Central Bank optimistic on 4 percent second half growth

The Bank of Thailand said last week that 4 percent growth in the third quarter and beyond is possible with sustained growth in exports and a boost from year-end festivities, as the EXIM bank reported healthy profits, and factory output rose 4.2 percent year on year in September.

“Thailand’s economic growth has improved based on strong export growth of 9.1 percent in the first nine months, with an all-time high of 13.4 percent registered in September,” said Don Nakornthab, senior director at the central bank’s economic and policy department.

Export growth would have to exceed 8 percent, and economic growth reach 4.1 percent during the second half of this year to push the full year gross domestic product growth total to 4 percent or higher. While that is possible, many analysts are expecting about 3.8 percent growth for 2017. That would still be a significant improvement over the stagnant rates of the last two to three years, and the trend is clearly towards economic acceleration.

Some are also expecting a strong final quarter based on increased consumption – one of the three main drivers of the Thai economy – because of the holiday season and the end of the official one-year mourning period for the late monarch King Bhumibol Adulyadej. Festivities and events were generally subdued or cancelled during that period out of respect for the monarchy and the feelings of the public.

Last week, Prime Minister Prayut Chan-o-cha asked the Finance Ministry yesterday to consider issuing another tax refund for shopping this year-end to stimulate consumption of durable goods.

Exports, which are the main driver of the economy, are also expected to continue their rebound, barring any external shocks.
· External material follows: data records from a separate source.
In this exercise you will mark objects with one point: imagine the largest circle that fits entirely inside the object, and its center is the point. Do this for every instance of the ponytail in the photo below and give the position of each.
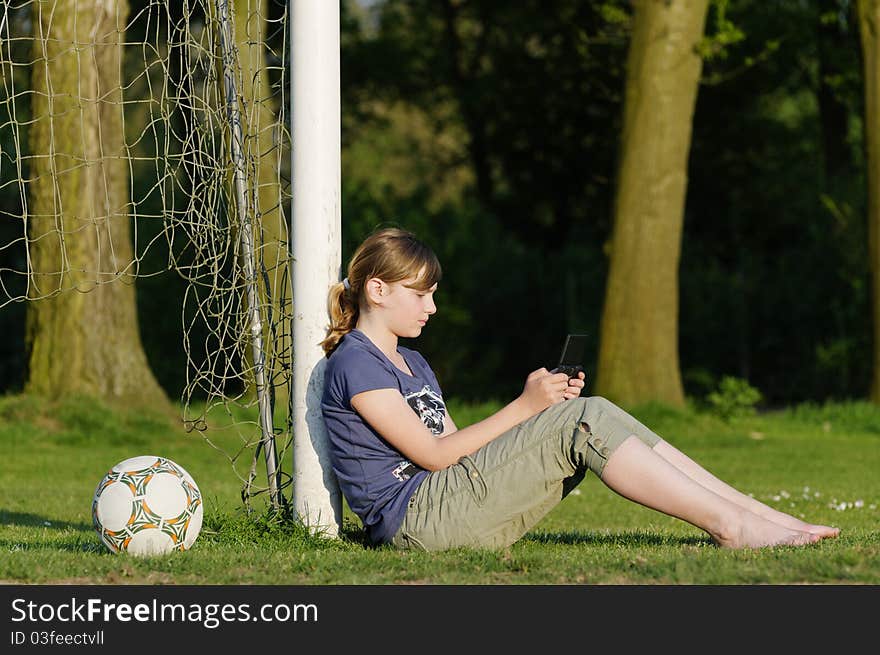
(343, 311)
(392, 255)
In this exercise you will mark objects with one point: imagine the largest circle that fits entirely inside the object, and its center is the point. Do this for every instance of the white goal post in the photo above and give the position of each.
(315, 234)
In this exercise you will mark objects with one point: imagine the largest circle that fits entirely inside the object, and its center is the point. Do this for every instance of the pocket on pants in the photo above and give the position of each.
(475, 481)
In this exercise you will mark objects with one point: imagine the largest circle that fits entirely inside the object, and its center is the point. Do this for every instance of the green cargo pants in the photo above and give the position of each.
(494, 496)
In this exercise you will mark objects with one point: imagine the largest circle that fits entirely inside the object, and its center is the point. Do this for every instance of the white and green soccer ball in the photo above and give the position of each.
(147, 505)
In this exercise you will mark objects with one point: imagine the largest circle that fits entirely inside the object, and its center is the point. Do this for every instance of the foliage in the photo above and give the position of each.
(506, 164)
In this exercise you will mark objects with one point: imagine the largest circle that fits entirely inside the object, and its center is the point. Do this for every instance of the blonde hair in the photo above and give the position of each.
(390, 254)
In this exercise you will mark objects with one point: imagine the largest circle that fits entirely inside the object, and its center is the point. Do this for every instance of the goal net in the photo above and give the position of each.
(141, 139)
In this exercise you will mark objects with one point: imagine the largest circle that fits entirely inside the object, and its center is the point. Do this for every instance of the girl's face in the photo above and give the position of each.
(406, 310)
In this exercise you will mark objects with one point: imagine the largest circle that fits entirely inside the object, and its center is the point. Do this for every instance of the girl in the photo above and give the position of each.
(416, 480)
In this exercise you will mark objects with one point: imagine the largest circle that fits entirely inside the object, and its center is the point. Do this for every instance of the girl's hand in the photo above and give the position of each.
(575, 386)
(543, 389)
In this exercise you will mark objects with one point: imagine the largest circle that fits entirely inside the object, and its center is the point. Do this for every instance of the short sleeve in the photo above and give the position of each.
(355, 371)
(427, 371)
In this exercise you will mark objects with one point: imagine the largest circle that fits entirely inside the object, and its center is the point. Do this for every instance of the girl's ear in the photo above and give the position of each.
(375, 289)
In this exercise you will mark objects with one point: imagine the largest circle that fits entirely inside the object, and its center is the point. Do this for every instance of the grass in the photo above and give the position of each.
(820, 462)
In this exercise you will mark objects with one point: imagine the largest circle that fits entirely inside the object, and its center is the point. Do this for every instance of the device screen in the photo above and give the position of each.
(573, 350)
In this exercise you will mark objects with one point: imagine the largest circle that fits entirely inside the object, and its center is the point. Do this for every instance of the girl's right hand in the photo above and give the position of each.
(543, 389)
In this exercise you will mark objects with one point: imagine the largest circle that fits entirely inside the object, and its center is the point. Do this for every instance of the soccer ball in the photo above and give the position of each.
(147, 505)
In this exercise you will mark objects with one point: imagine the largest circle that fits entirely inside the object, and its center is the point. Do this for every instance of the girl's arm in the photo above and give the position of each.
(575, 386)
(389, 414)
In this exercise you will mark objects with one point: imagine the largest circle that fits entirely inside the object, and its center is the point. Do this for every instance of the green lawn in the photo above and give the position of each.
(822, 463)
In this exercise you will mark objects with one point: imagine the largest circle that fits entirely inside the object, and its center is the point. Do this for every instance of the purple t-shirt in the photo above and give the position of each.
(376, 478)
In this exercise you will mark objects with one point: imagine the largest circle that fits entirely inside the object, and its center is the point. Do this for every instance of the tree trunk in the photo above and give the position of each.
(264, 145)
(638, 354)
(82, 327)
(869, 23)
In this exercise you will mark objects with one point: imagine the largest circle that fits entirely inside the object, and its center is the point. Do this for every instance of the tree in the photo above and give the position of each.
(259, 107)
(82, 328)
(869, 23)
(638, 352)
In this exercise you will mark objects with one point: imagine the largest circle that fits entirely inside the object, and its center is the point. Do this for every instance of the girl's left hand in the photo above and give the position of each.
(575, 386)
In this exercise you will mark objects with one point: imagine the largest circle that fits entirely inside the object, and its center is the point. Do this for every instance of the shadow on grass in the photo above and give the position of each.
(614, 539)
(75, 546)
(35, 520)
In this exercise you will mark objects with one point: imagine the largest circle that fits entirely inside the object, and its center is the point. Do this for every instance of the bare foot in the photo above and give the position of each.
(792, 523)
(753, 531)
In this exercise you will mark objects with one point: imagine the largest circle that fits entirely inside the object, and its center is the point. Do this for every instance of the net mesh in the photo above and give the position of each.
(119, 159)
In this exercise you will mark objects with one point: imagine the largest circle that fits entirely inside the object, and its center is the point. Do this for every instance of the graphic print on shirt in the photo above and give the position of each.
(429, 407)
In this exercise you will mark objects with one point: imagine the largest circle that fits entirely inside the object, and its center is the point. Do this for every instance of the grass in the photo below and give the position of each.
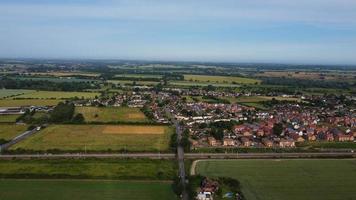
(8, 118)
(99, 138)
(328, 145)
(221, 79)
(325, 179)
(9, 131)
(127, 82)
(111, 114)
(84, 190)
(4, 93)
(139, 76)
(113, 169)
(58, 95)
(28, 102)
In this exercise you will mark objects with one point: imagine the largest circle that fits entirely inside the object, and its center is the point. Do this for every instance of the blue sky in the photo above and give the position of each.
(281, 31)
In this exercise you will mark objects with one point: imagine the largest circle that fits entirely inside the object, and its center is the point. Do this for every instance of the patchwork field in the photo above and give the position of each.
(114, 169)
(84, 190)
(4, 93)
(28, 102)
(99, 138)
(9, 131)
(127, 82)
(111, 114)
(57, 95)
(326, 179)
(220, 79)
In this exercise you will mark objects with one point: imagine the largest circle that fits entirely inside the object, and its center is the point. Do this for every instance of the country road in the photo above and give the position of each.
(187, 155)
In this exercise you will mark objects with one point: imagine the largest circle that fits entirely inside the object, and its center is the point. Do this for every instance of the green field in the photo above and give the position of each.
(220, 79)
(9, 92)
(127, 82)
(84, 190)
(28, 102)
(8, 118)
(139, 76)
(114, 169)
(99, 138)
(9, 131)
(327, 179)
(58, 95)
(111, 114)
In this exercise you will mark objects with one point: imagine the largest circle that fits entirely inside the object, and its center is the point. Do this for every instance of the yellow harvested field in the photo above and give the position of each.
(99, 138)
(111, 114)
(127, 129)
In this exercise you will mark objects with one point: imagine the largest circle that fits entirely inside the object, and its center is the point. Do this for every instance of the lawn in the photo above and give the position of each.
(58, 95)
(9, 131)
(113, 169)
(4, 93)
(99, 138)
(27, 102)
(111, 114)
(220, 79)
(8, 118)
(327, 179)
(84, 190)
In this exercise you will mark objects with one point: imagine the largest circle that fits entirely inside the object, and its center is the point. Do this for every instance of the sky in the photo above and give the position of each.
(273, 31)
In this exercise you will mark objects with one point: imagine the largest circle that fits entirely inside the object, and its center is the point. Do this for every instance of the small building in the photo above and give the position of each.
(212, 141)
(246, 142)
(283, 143)
(228, 142)
(267, 142)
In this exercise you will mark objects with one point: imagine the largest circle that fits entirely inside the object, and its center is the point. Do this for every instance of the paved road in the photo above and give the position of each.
(17, 139)
(180, 156)
(188, 155)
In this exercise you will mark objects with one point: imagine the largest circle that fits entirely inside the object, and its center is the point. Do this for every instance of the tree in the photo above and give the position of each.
(78, 118)
(277, 129)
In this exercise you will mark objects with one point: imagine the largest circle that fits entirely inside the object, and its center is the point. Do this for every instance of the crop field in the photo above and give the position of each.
(89, 168)
(326, 179)
(28, 102)
(127, 82)
(111, 114)
(84, 190)
(9, 131)
(57, 95)
(139, 76)
(63, 74)
(8, 118)
(220, 79)
(57, 79)
(334, 76)
(5, 93)
(99, 138)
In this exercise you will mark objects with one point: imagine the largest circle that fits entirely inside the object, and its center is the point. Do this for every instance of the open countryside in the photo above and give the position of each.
(15, 189)
(57, 95)
(327, 179)
(111, 114)
(99, 138)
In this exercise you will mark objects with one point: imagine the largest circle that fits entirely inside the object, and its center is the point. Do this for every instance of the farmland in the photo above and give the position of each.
(5, 93)
(287, 179)
(27, 102)
(111, 114)
(114, 169)
(84, 190)
(9, 131)
(57, 95)
(99, 138)
(220, 79)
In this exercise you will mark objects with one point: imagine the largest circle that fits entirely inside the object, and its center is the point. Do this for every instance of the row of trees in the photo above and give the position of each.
(10, 83)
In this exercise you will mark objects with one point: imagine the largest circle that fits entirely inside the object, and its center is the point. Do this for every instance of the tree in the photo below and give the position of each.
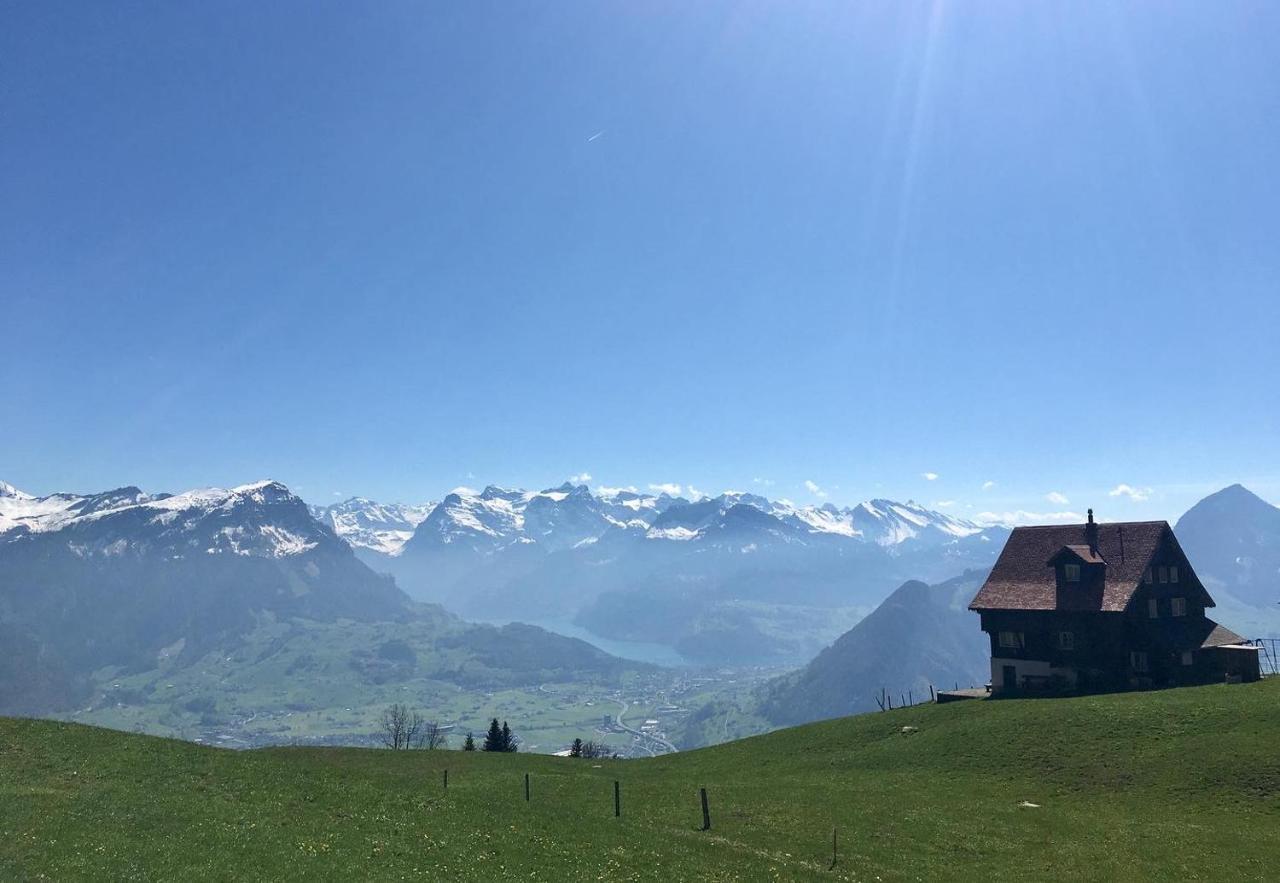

The export resurgence was reflected in the results posted last week by the Export-Import Bank of Thailand (EXIM Thailand). For the first nine months of the year, EXIM Thailand recorded a net profit of $30 million on outstanding loans of $2.5 billion, an increase of $313 million over the same period last year.

With the economy steaming ahead, factory output rose for the third straight month in September, as the manufacturing index was up 4.2 percent year on year for that month and bettered the forecast of 3.6 percent in a poll of analysts conducted by Reuters.

Tourism is also expected to do well, as the high season begins in November, and tourism is a significant source of foreign exchange. The tourism sector contributes roughly 10 percent to gross domestic product. Tourism officials are expecting between 33 million and 34 million tourists this year for a new record.